Ao lado dos sindicatos, Aubry escancarou uma frente de oposição à proposta de reforma que será apresentada pelo primeiro-ministro francês, Manuel Valls, até o fim de março. Para combater o índice de 10% de desemprego no país, o projeto pretende mexer em um dos maiores tabus da esquerda francesa: a duração da carga semanal de trabalho na França, de 35 horas, implementada por Aubry há 15 anos e que, segundo o atual governo e a oposição, gera um impacto pesado na competitividade da França.

Líder da ala à esquerda "ignora" estudos recentes sobre o mercado de trabalho

A reportagem é ácida do início ao fim. O texto começa ironizando uma recente afirmação de Aubry, na qual ela se autoproclama representante da “esquerda progressista e moderna”. Pela frase, Le Point avalia que a prefeita de Lille mereceria o prêmio de humor político do ano, já que a líder demonstra “ter parado nos anos 1980, com uma visão do mercado de trabalho que data de antes da globalização”. O texto ressalta que Aubry desconsidera inclusive os estudos feitos por economistas renomados da esquerda sobre os impactos da globalização no setor.

O texto cita o livro dos economistas Pierre Cahuc e André Zylberberg, “Desemprego: fatalidade ou necessidade?”. Na obra, os especialistas escrevem que o debate sobre a questão na França repousa há décadas “na concepção errônea de que os empregos poderiam ser eternos e que cada destruição de um posto de trabalho seria um evento anormal, dramático e que deveria ser evitado a qualquer preço”.
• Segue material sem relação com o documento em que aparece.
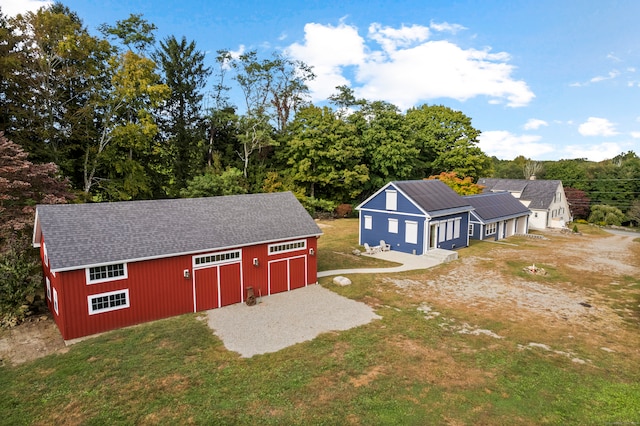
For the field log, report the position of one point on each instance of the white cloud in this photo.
(599, 152)
(446, 27)
(402, 66)
(13, 7)
(507, 146)
(534, 124)
(612, 74)
(329, 49)
(595, 126)
(391, 38)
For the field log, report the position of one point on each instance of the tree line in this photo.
(125, 117)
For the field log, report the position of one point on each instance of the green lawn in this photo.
(402, 369)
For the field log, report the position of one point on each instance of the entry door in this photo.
(287, 274)
(206, 285)
(230, 284)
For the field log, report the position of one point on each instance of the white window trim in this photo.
(234, 257)
(368, 222)
(108, 279)
(491, 229)
(442, 229)
(407, 225)
(55, 300)
(109, 309)
(279, 248)
(391, 199)
(449, 229)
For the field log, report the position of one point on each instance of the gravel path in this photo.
(284, 319)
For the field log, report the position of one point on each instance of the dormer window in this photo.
(392, 199)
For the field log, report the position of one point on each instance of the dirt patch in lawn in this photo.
(593, 288)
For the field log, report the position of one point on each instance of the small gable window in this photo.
(393, 226)
(392, 199)
(104, 273)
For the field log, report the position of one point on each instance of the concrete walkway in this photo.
(409, 262)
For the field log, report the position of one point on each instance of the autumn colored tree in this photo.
(23, 185)
(464, 186)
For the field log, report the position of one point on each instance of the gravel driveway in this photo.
(284, 319)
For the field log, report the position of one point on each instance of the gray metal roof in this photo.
(495, 206)
(433, 195)
(538, 192)
(78, 235)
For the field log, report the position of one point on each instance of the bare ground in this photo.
(593, 266)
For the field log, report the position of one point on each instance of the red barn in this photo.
(110, 265)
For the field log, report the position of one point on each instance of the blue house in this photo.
(415, 217)
(497, 215)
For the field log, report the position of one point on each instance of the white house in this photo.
(545, 198)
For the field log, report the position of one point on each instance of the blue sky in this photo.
(546, 79)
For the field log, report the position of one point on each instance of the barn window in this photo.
(48, 287)
(104, 273)
(392, 200)
(214, 258)
(288, 246)
(368, 222)
(111, 301)
(55, 300)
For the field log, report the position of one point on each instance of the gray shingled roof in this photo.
(433, 195)
(494, 206)
(539, 192)
(78, 235)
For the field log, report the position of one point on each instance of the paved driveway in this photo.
(284, 319)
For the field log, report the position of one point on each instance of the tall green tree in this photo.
(324, 156)
(55, 68)
(118, 161)
(181, 120)
(389, 154)
(603, 214)
(446, 141)
(117, 166)
(271, 90)
(135, 33)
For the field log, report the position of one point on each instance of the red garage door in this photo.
(217, 280)
(287, 274)
(206, 284)
(230, 284)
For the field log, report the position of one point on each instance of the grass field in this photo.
(454, 362)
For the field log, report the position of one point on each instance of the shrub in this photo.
(344, 210)
(20, 281)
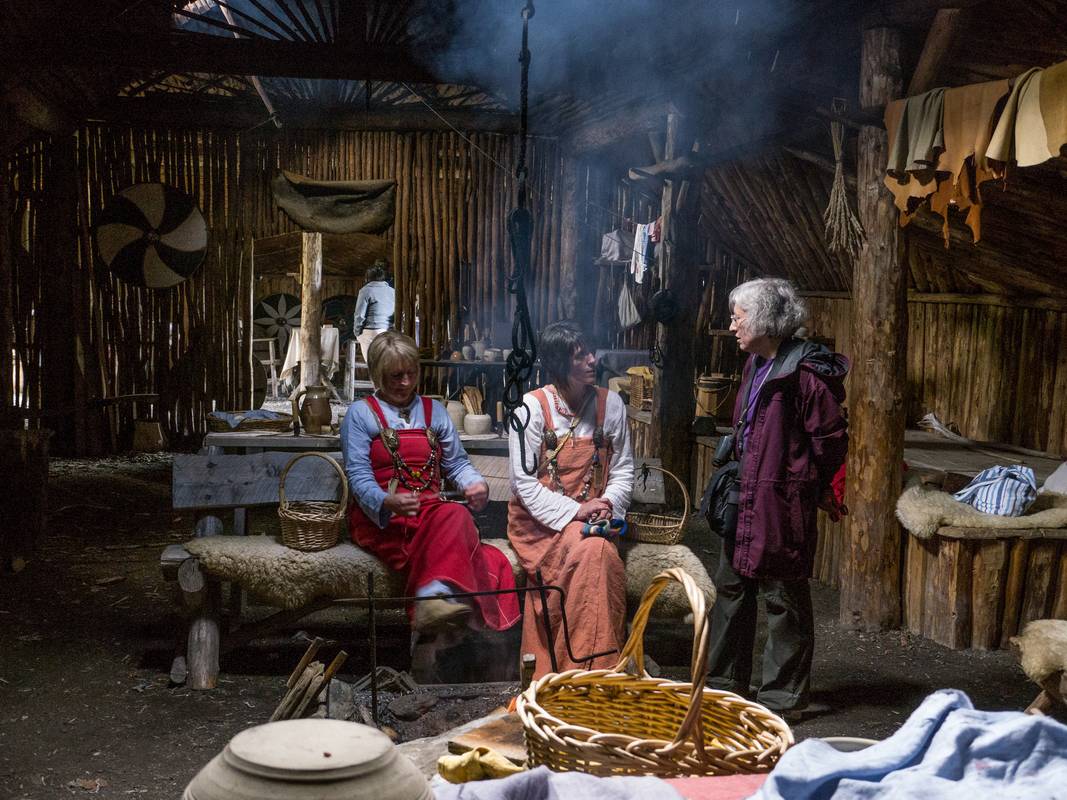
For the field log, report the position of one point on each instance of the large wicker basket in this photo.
(643, 526)
(311, 525)
(610, 722)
Rigidez do emprego leva empresas a contratar menos

Essa questão, na qual a reforma pretende mexer, se baseia no princípio de que quanto mais custoso e difícil for demitir, menos as empresas tenderão a fazê-lo e, consequentemente, menos desempregados terá a França. O cálculo “simplista”, na opinião da revista, ignora o fato de que, em um cenário tão protegido, as empresas terminam por contratar menos. A França detém o recorde de litígios envolvendo demissões – 25% dos casos vão parar na Justiça, dos quais 80% acabam em vitória do empregado.

Essa ideia, argumenta a reportagem, ignora a nova realidade do mercado de trabalho, constantemente em movimento e na qual “fecham-se 10 mil empregos em um dia, mas abrem-se outros 10 mil no dia seguinte”.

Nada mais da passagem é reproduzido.